Recipe by lindseylcw
Read all your wonderful crab cake recipes and they inspired me to make this - I liked it and my DH loved it, a Scottish take on an American favourite.
Top Review by Andi of Longmeadow Farm
I am giving this a 5 star based on the previous reviewers addition in using approximately 12 ounces for fresh crab meat, whether claw meat, lump, jumbo lump, I prefer to use Maryland Blue Crab, but I am lucky as I live in Maryland. I loved the use of lime zest, scallions, white bread, mayonnaise (Dukes) and the green curry paste. This was delicious, and a egg would be a good addition as well to keep the patties together. I let mine sit on waxed paper for approximately 3 hours. I sauteed' in some canola oil (1 tablespoon) with 1/2 tablespoon of butter added. Put on a saltine cracker and a nice coleslaw salad. Yummy! Great, great and I thank you lindseylcw!

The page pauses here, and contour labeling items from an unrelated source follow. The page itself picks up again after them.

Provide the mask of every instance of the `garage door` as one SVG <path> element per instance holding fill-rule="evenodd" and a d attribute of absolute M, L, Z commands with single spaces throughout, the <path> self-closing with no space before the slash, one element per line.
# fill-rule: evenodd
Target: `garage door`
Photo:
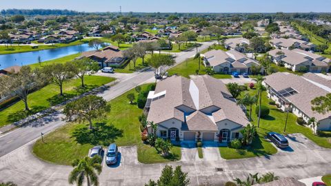
<path fill-rule="evenodd" d="M 185 141 L 195 141 L 195 132 L 184 132 Z"/>
<path fill-rule="evenodd" d="M 214 132 L 203 132 L 202 134 L 202 141 L 214 141 Z"/>

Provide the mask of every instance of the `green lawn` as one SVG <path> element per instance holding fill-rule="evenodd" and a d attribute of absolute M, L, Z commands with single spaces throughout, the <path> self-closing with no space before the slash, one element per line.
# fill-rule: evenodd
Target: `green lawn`
<path fill-rule="evenodd" d="M 114 80 L 113 78 L 110 77 L 87 76 L 85 79 L 86 88 L 82 90 L 77 89 L 81 85 L 81 80 L 72 79 L 64 83 L 63 92 L 66 98 L 69 99 Z M 0 112 L 0 127 L 19 121 L 28 115 L 43 110 L 52 105 L 60 103 L 63 101 L 63 97 L 59 96 L 59 87 L 52 84 L 30 94 L 28 96 L 28 103 L 31 111 L 27 112 L 23 110 L 24 103 L 21 101 L 14 103 Z"/>
<path fill-rule="evenodd" d="M 176 66 L 169 69 L 168 72 L 169 75 L 173 75 L 177 74 L 179 76 L 182 76 L 186 78 L 190 78 L 190 75 L 196 74 L 196 70 L 199 69 L 198 59 L 189 59 L 183 63 L 177 65 Z M 205 74 L 205 68 L 203 64 L 200 65 L 200 70 L 199 74 L 201 75 Z M 217 79 L 230 79 L 230 74 L 214 74 L 212 76 Z"/>
<path fill-rule="evenodd" d="M 149 145 L 139 143 L 138 148 L 138 161 L 143 163 L 167 163 L 173 161 L 179 161 L 181 158 L 181 147 L 172 146 L 170 155 L 163 157 L 157 153 L 154 147 Z"/>
<path fill-rule="evenodd" d="M 66 62 L 69 62 L 74 60 L 75 58 L 79 56 L 81 56 L 81 53 L 77 53 L 77 54 L 68 55 L 68 56 L 65 56 L 63 57 L 60 57 L 60 58 L 57 58 L 57 59 L 54 59 L 49 61 L 45 61 L 43 62 L 41 62 L 40 64 L 39 63 L 30 64 L 29 65 L 29 66 L 30 66 L 31 68 L 33 69 L 36 68 L 42 68 L 45 65 L 50 65 L 53 63 L 65 63 Z"/>
<path fill-rule="evenodd" d="M 327 174 L 322 177 L 322 180 L 327 186 L 331 186 L 331 174 Z"/>
<path fill-rule="evenodd" d="M 146 89 L 148 84 L 141 86 Z M 168 162 L 179 160 L 181 149 L 179 147 L 174 146 L 170 157 L 161 156 L 155 148 L 143 145 L 141 141 L 141 132 L 138 117 L 143 110 L 135 104 L 130 104 L 127 95 L 134 93 L 137 97 L 134 90 L 131 90 L 120 96 L 112 100 L 109 104 L 111 111 L 107 114 L 107 118 L 98 122 L 106 123 L 106 126 L 113 126 L 121 130 L 121 135 L 114 136 L 114 141 L 119 146 L 137 145 L 138 159 L 146 163 Z M 44 137 L 43 143 L 38 140 L 33 147 L 33 153 L 40 158 L 57 164 L 70 165 L 77 158 L 82 158 L 88 154 L 88 149 L 97 144 L 91 144 L 90 141 L 80 144 L 72 138 L 72 134 L 77 130 L 85 126 L 85 124 L 69 123 L 61 128 L 51 132 Z"/>

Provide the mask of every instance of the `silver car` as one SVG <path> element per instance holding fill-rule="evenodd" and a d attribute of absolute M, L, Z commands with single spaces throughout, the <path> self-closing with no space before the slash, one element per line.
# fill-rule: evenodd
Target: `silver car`
<path fill-rule="evenodd" d="M 102 147 L 101 145 L 95 146 L 91 149 L 91 153 L 90 154 L 89 157 L 93 158 L 95 155 L 98 155 L 100 157 L 101 156 L 102 153 Z"/>

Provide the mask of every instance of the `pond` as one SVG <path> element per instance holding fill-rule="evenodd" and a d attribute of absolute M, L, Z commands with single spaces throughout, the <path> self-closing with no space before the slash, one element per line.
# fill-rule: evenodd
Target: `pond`
<path fill-rule="evenodd" d="M 0 55 L 0 69 L 13 65 L 26 65 L 38 63 L 38 56 L 41 61 L 54 59 L 79 52 L 94 50 L 88 43 L 79 45 L 48 49 L 39 51 Z"/>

Made for *Everyday is a Holiday* February 2009.
- 4 large crab claws (the meat from)
- 2 slices multigrain brown bread, crumbed
- 2 -3 scallions, finely slice (spring onions)
- 1 lime, zest of, grated
- fresh ground black pepper (good amount)
- 1⁄3 lime, juice of
- 1⁄3 cup mayonnaise
- 1⁄4-1⁄2 teaspoon thai green curry paste
- lime slice
Directions See How It's Made
- Mix all ingredients gently together and form into cakes of required size,.
- chill well for at least 1 hour (if in hurry put in freezer for 10 mins).
- Shallow fry in vegetable or corn oil until golden - don't worry if too soft to turn just baste with hot oil.
- Serve on bed of rocket leaves (dressed in lemon olive oil if liked but I think bitter salad leaves are important to offset richness) with small bowl of Thai sweet chile sauce - bon apetit.